A comparative experimental study on the collection and analysis of DNA samples from under fingernail material

Karadayı B., Özbek T.

Forensic Sciences Research, vol.1, no.1, pp.1-24, 2024 (ESCI)

  • Publication Type: Article / Article
  • Volume: 1 Issue: 1
  • Publication Date: 2024
  • Doi Number: 10.1093/fsr/owae025
  • Journal Name: Forensic Sciences Research
  • Journal Indexes: Emerging Sources Citation Index (ESCI)
  • Page Numbers: pp.1-24
  • Yıldız Technical University Affiliated: Yes


In cases of murder and rape where there is physical contact between the perpetrator and the victim, analysis of the victim’s nail material is quite valuable. Although it is possible that the foreign DNA detected in the fingernail material does not belong to the perpetrator of the incident, ıf it belongs to the perpetrator of the incident, it may provide useful findings for solve the incident.
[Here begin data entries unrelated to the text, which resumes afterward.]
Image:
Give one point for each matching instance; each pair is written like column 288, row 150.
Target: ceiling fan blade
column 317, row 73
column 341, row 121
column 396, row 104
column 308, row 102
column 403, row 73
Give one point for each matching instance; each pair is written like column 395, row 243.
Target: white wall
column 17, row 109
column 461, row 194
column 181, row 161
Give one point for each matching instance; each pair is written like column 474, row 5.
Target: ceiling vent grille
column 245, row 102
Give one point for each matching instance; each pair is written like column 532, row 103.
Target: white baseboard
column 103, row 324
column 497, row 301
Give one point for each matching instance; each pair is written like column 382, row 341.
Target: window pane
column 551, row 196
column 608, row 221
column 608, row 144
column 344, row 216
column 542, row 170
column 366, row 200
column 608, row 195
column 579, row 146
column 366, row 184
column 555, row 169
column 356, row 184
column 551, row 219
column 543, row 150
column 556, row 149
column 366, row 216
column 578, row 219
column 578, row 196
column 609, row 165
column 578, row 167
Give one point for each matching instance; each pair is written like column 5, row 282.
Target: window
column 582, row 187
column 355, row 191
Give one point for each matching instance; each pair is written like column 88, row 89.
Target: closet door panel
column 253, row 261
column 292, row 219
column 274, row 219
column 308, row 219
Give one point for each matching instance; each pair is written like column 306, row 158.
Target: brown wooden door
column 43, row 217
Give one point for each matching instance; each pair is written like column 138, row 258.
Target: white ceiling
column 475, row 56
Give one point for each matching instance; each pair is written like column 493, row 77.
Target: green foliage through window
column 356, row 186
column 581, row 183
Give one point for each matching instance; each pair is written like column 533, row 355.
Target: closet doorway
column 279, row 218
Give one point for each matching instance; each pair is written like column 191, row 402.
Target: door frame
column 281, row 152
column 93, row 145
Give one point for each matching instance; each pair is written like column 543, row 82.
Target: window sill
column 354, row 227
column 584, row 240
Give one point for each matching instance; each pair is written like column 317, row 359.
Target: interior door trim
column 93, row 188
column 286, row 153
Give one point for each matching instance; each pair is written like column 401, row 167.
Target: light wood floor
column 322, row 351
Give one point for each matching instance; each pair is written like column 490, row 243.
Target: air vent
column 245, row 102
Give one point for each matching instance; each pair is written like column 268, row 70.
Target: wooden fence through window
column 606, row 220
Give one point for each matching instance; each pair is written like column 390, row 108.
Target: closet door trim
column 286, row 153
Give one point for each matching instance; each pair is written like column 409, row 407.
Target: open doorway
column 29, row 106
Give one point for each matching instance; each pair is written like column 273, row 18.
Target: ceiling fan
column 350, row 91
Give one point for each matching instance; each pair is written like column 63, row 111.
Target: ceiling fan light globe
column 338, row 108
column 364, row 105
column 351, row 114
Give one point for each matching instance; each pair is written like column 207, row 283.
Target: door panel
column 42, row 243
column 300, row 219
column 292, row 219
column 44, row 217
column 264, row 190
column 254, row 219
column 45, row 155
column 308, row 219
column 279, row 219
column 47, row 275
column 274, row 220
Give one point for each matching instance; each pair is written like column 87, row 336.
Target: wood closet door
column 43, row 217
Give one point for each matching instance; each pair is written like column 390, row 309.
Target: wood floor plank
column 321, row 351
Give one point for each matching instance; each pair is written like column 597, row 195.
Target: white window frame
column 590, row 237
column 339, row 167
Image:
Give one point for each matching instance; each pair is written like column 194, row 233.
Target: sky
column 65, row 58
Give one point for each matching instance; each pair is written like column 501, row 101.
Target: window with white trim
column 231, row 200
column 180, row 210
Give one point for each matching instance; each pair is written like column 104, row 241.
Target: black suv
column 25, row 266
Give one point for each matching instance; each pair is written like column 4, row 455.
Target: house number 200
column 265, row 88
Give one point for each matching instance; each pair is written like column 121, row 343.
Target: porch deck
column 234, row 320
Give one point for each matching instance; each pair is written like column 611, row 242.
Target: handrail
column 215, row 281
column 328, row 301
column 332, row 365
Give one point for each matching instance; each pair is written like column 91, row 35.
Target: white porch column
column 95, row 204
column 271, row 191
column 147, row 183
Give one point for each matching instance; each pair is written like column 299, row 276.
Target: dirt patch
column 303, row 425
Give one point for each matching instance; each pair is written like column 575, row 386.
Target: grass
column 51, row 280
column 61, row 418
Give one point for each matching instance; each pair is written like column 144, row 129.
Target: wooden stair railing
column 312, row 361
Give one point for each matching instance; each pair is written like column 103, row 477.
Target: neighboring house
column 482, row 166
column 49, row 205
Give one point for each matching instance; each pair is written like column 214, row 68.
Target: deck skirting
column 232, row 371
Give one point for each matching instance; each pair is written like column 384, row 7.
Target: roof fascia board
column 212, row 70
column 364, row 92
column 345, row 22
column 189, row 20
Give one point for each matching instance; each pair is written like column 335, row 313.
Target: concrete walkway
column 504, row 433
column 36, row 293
Fingernail material collected after the incident often contains resulting in mixed DNA. The efficiency of sample collection procedures is of particular importance, as this process may pose some problems in the interpretation of autosomal STR analyses used for the identification of the individual or individuals. The aim of this study is to compare 3 different fingernail material collection procedures (thick-tipped swabbing and thin-tipped swabbing and nail clipping) to determine the most efficient sample collection procedure and to contribute to routine investigations to identify the assailant in forensic cases. In our study, under fingernail material was collected from 12 volunteer couples by three different methods. To help comparing the efficiency of the three different methods, the profiles obtained were classified based on the number of female and men alleles detected. Obtained STR profiles, while nail clipping yielded 58.3% (n:7) ‘High level DNA mixture’ as a profile containing 12 or more than 12 female alleles, 75% (n:9) of the samples taken with cotton-toothpick swabs (thin-tipped) yielded ‘Full Male Profile’. In conclusion, our study shows that cotton toothpick swabs (thin-tipped) are the most efficient method for determining the male DNA profile among three different fingernail material collection procedures. We suggest that using thin-tipped swabs produced in a specific standard instead of the commonly used size swabs that are frequently used in routine crime investigations to identify perpetrator from fingernail material may improve efficiency of processing the nails and evaluation of the evidence.